Well, first of all, I like provocative questions. And secondly, I haven't been going to prove or lure anyone to my faith for a long time because I have no faith as such. But I'm not calm at all. This impression is probably due to the peculiarities of the outsider view. And I'm really far from balanced. I will say this: all my life I fled from the darkness of life's predestination and ignorance to culture. If you can somehow describe my life "Tao", then you could only do it that way. Apparently, it is culture that gives me this peace, and under the culture I live as a very ordinary "barbarian". It's just that neither people nor I would really be interested in this barbarian at all.
– And why do you like provocative questions? Is this something in the same category as the pleasure of reading books about evil?
No, a little out of that category.
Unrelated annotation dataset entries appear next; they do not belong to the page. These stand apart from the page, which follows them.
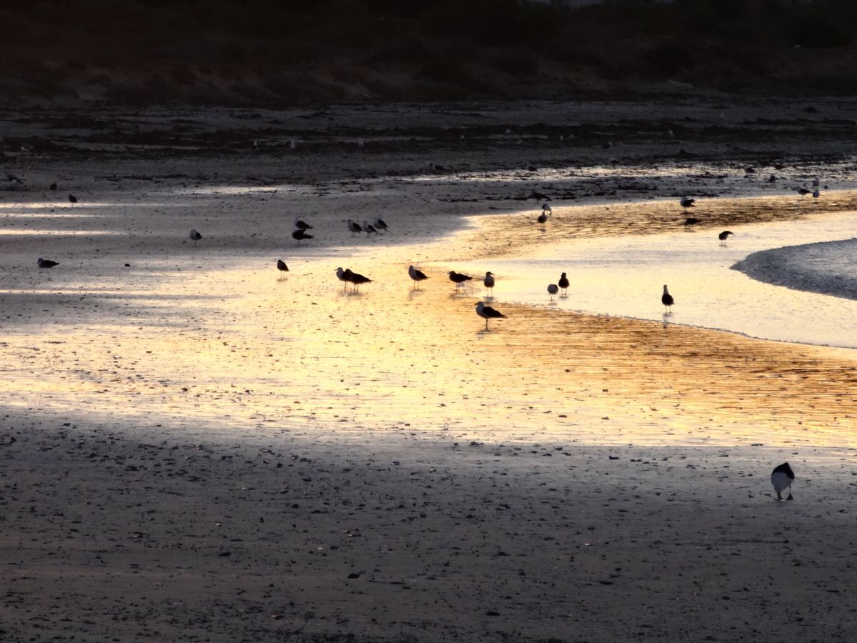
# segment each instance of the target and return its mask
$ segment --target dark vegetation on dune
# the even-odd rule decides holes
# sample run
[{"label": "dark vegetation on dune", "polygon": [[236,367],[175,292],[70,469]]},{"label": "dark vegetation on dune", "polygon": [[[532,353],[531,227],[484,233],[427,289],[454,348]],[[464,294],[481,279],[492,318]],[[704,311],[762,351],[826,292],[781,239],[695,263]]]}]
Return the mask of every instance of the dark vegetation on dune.
[{"label": "dark vegetation on dune", "polygon": [[32,0],[0,23],[9,102],[857,90],[853,0]]}]

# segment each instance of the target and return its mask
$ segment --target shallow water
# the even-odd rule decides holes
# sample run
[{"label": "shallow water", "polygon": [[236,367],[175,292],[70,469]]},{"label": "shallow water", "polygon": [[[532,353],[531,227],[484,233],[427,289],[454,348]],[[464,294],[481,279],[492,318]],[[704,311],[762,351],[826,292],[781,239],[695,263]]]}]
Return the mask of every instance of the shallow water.
[{"label": "shallow water", "polygon": [[[752,253],[795,242],[850,239],[857,230],[857,213],[740,225],[730,230],[735,236],[725,246],[717,239],[719,231],[706,229],[577,238],[540,247],[533,256],[490,262],[497,275],[494,296],[563,310],[857,348],[857,301],[762,283],[731,268]],[[848,261],[842,252],[847,252],[845,247],[831,245],[831,279]],[[480,268],[484,265],[478,264]],[[547,286],[555,284],[562,272],[571,281],[568,295],[552,302]],[[664,315],[660,302],[664,284],[675,298],[671,315]]]}]

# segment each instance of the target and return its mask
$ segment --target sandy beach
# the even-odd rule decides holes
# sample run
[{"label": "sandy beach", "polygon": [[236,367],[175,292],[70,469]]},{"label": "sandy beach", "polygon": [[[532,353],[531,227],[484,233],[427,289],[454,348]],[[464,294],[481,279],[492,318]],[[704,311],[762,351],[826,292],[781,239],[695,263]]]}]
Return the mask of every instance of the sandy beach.
[{"label": "sandy beach", "polygon": [[0,638],[853,639],[853,350],[512,275],[486,331],[446,275],[675,229],[685,194],[716,231],[853,212],[857,105],[806,107],[7,114]]}]

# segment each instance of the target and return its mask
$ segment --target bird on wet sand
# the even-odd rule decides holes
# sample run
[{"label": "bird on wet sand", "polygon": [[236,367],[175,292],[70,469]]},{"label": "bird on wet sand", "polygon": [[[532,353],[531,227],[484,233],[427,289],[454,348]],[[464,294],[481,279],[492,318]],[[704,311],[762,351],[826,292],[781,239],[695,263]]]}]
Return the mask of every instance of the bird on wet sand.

Each provocative question helps either to see the problem in a new light, or to assert you in something, or to change your opinion. And most importantly, such questions stimulate thinking. Because nothing more important than thinking has been invented yet, or more beautiful.

translated by Kateryna Kazimirova

Short profile

Poet, publicist and translator, columnist. Member of the Ukrainian Writers Association. Laureate of the Smoloskip Publishing House Prize. BBC Book of the Year in the Essay category for the book Cerebro, 2018.